The Hong Kong Stock Exchange is about to see its largest privatization project since 2021.
On the evening of December 4, $ESR (01821.HK)$ Disclosure announcement, the consortium led by Warburg Pincus, Sixth Street, and SSW Partners (hereinafter referred to as the "offeror") intends to privatize ESR through an agreement arrangement. ESR will resume stock trading on December 5.
The overall equity valuation of ESR in this privatization is 55.2 billion Hong Kong dollars (7.1 billion US dollars). For comparison, ESR had a total market capitalization of approximately 48.5 billion Hong Kong dollars before the suspension on November 29, with a privatization premium of about 14% over the current market value.

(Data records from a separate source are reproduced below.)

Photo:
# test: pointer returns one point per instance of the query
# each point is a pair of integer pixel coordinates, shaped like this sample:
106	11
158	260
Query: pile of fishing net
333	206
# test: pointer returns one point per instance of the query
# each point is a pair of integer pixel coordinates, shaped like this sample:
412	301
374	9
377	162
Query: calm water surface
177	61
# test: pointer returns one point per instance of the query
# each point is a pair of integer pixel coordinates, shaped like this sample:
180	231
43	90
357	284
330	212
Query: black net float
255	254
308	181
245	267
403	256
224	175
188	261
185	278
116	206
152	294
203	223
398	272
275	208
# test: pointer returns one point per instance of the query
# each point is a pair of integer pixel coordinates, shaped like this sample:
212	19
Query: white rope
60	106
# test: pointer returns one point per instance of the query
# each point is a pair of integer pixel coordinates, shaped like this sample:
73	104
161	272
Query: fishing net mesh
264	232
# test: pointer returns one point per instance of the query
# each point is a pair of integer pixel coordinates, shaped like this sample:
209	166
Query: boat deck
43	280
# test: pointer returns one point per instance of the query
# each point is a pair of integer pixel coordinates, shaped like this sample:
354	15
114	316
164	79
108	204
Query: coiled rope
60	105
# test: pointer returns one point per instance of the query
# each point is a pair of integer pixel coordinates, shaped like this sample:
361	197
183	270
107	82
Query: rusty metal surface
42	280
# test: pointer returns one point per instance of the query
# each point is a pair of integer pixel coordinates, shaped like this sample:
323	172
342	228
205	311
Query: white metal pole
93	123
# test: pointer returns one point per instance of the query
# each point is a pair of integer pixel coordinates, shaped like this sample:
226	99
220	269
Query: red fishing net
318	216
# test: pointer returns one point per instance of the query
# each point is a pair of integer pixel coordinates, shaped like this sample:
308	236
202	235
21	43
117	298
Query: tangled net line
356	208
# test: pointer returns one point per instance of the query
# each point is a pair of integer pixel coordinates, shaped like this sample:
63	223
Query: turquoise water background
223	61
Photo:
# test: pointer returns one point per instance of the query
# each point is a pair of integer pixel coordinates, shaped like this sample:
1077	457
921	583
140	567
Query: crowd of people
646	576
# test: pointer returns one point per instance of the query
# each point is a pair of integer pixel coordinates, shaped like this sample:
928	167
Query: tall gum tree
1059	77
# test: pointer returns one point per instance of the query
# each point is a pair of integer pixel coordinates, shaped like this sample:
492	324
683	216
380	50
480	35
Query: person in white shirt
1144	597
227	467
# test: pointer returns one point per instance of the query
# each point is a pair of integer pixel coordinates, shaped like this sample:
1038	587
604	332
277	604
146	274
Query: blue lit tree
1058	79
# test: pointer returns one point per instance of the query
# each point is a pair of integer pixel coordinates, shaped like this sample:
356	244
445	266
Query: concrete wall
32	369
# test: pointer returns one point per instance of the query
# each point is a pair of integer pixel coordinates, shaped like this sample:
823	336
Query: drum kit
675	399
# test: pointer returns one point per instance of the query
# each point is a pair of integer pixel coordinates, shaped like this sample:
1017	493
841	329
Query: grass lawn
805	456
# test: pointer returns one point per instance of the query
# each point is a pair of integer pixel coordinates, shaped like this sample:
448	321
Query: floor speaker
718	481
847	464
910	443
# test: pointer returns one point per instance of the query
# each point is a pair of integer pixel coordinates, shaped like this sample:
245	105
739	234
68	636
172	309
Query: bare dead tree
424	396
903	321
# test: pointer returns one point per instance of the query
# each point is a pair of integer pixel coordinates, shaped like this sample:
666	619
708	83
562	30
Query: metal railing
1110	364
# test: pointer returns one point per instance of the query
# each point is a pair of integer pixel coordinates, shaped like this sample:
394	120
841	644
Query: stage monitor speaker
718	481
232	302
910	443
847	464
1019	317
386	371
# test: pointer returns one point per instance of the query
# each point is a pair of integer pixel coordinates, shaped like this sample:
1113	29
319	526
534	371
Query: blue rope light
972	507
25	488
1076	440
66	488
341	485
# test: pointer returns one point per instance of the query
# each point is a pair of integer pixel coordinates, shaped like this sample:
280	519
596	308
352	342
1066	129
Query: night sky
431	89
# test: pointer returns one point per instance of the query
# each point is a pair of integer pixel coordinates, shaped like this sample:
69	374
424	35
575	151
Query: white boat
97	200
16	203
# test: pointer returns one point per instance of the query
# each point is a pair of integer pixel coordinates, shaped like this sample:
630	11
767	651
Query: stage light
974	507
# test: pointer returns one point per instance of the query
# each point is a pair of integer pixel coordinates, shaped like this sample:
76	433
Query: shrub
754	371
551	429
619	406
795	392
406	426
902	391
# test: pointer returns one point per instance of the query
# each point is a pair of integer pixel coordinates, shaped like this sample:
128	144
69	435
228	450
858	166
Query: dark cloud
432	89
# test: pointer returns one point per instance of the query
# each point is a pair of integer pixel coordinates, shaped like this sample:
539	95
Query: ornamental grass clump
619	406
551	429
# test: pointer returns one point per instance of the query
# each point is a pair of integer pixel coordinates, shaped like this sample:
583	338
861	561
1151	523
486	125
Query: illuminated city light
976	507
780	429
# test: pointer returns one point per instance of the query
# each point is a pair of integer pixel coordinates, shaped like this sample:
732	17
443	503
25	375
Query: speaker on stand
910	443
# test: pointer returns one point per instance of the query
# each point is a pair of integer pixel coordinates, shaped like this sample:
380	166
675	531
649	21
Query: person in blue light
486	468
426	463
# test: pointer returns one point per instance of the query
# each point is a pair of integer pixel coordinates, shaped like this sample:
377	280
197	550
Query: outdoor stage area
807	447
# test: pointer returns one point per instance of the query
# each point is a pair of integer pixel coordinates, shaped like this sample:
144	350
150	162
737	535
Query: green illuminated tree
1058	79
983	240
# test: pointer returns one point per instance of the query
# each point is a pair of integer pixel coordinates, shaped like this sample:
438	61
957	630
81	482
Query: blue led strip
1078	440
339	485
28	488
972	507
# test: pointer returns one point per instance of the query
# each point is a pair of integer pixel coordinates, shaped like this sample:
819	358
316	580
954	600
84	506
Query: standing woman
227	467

ESR Group is one of the world's largest publicly traded real estate asset management companies. The group focuses on real estate in the xinjingji sector, providing modern solutions such as logistics, datacenters, infrastructure, and wind power for customers. As of June 30, 2024, the total assets under management reached 154 billion US dollars.
It is reported that the purpose of the offeror initiating privatization is to fully realize the platform value of ESR in the long term.
The offeror believes that ESR must successfully transform into a light asset platform, re-focusing on the xinjingji sector, simplifying its current investment portfolio, spinning off non-core assets, and optimizing its balance sheet. This strategic move may cause significant short-term profit volatility. The offeror believes that the strategic transformation is best carried out in a private environment to avoid short-term market pressures and listing rule restrictions.
In addition, privatization also helps ESR's shareholder registry transformation, bringing in experienced world-class investors whose long-term funds will support the company's strategic transformation and growth, while maintaining a prudent and effective governance structure to protect the interests of minority shareholders.
Among the various tender offerors, in addition to GLP Capital Partners, Sixth Street, and SSW Partners leading the way, it also includes Qatar Investment Authority (QIA), Hillhouse Capital, and company founders participating, with these shareholders collectively holding 39.9% of ESR's issued shares. Among them, GLP, since its establishment in 1991, has always centered on global real estate, raising over $80 billion in funds accumulated, with current assets under management approximately $115 billion.
Specifically, the tender offerors provide ESR shareholders with cash options, stock options, and a combination of cash and stock, three options.
Among them, the cash option is HK$13.00 per share. This price represents a 55.7% premium to the closing price of HK$8.35 per share on April 24, 2024, the day before the non-binding offer; and a 199.1% premium to the unaudited pro forma net tangible asset value per share of HK$4.35 as at June 30, 2024.
Shareholders opting for the stock option will convert their arranged shares on a 1:1 basis into EquityCo shares, advancing strategic transformation initiatives in the new entity with the consortium to realize ESR's long-term platform value.
The offerors stated that the cash option in the tender offer provides shareholders with definitive short-term liquidity and a significant premium. The offerors further note that since the consortium's initial contact with the company in May 2024, the cancellation consideration under the proposal has been raised twice, with the cancellation consideration now finally determined and will not be increased further.
It is reported that the tender offerors have already received irrevocable commitments from shareholders holding 51.2% of the arranged shares held by unrelated shareholders to support the proposal. These shareholders include Ontario Municipal Employees Retirement System, Lin Huizhang, APG, Strait Trading, and Sumitomo Mitsui Banking Corporation.